Parle-moi de ta première paire : où tu l'as achetée ? Pourquoi ?

Ça va paraître drôle pour quelqu’un qui a réalisé un documentaire entier sur la Air Force 1 et travaillé sur plusieurs projets autour de ce modèle, mais je n’en étais pas trop fan quand j’étais plus jeune. Je n’ai eu ma première paire que vers 25/26 ans. C’était une paire de AF1 “Orca” que j’ai achetée lors d’un voyage à Los Angeles. Je mettais pas du tout de Air Force 1 à l’époque, c’est un copain qui en était fou qui m’a poussé à les prendre. Elles étaient toutes blanches, avec juste le talon noir. Je portais très souvent du noir & blanc, donc ça allait bien dans mon style. Le fait de n’avoir un marquage que sur le panel du talon arrière était très original pour l’époque, limite radical. C’était une des premières AF1 designées par le japonais Hiroshi Fujiwara, qu’on commençait à connaître comme un maître de ce type de collaborations. Pour l’époque, c’était un peu l’équivalent des AF1 Off-White ou Acronym. C’est la première paire qui m’a conquis, et j’aime toujours beaucoup ce modèle et ce concept de blocking du talon.

 

C’est quoi ton premier souvenir avec des Air Force One ?

Je les voyais quand j’avais 15/16 ans sur des pochettes de disques ou dans des magazines aux pieds de certains de mes artistes rap préférés: Eric B. & Rakim, Biz Markie, Rob Base & EZ Rock, etc. à la fin des années 80, début des années 90. À cette époque elles n’étaient pas du tout disponibles en France et même aux US. Elles n’étaient pratiquement portées que par les connaisseurs et gens très pointus de la communauté Hip-Hop new-yorkaise.

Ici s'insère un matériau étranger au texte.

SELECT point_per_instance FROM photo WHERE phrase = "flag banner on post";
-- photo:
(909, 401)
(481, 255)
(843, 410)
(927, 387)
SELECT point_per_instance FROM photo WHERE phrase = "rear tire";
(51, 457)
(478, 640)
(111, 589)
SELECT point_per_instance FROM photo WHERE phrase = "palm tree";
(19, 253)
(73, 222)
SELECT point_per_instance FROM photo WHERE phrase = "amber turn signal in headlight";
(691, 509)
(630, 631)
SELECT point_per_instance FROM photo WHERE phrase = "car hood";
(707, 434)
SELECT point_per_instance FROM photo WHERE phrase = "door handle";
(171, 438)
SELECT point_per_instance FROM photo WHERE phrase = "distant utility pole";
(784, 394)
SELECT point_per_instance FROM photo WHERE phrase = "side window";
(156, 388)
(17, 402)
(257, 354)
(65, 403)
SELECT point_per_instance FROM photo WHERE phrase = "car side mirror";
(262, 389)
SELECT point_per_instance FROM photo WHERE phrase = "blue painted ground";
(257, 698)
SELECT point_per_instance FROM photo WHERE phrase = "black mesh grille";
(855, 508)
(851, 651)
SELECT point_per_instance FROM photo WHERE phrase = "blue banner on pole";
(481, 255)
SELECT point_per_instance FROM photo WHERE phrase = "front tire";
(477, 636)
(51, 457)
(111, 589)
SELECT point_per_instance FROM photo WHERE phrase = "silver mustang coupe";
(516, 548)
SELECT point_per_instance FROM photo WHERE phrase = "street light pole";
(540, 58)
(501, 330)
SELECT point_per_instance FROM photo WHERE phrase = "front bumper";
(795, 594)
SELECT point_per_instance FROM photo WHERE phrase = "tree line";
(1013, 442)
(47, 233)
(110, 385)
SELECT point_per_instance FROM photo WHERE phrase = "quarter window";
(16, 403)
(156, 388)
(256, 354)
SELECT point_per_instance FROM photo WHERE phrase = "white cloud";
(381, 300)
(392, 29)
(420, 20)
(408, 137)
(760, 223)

C’était tout sauf mainstream.

 

Parle moi de la paire que tu portes: qu’est ce qui t’a séduit ? Pourquoi celle-là et pas une autre ?

C’est la Air Force 1 UltraFlyknit Low “Quai 54”. Je suis impliqué depuis 15 ans dans l’organisation d’un tournoi de basket à Paris qui s’appelle Quai 54, sponsorisé par Nike et Jordan Brand. Nous collaborons avec les deux marques sur des éditions séries limitées de chaussures, dont cette paire. Ce n’est pas donné à tout le monde d’avoir des Air Force 1 avec son logo dessus. C’est une vraie fierté pour moi, et j’adore les porter.

 

 

Qu'est-ce qui rend la Air Force One indémodable d’après toi, même après 35 ans ?

Plusieurs facteurs. Comme pour les quelques autres chaussures de sport qui ont traverse les époques et sont devenus des classiques de ville voire des icônes de design comme les Stan Smith, les Dunks, les Cortez, les Air Jordan 1 et quelques autres silhouettes de ce type. c’est la simplicité et la pureté du design qui transcende les genres, les époques et les modes. La Air Force 1 a ce côté à la fois assez distinct avec l’épaisse semelle, mais toujours passe-partout, s’accorde avec tout. Avec la division de l’empeigne en 3 panels qui présente 3 surfaces “coloriables” à souhait, c’est un modèle déclinable à l’infini. Avec ses 2.000 versions différentes à date, elle n’a aucun équivalent dans l’univers de la chaussure de sport ou de la mode, à part la Converse All-Star, qui est le seul autre cas comparable. C’est la reine des baskets.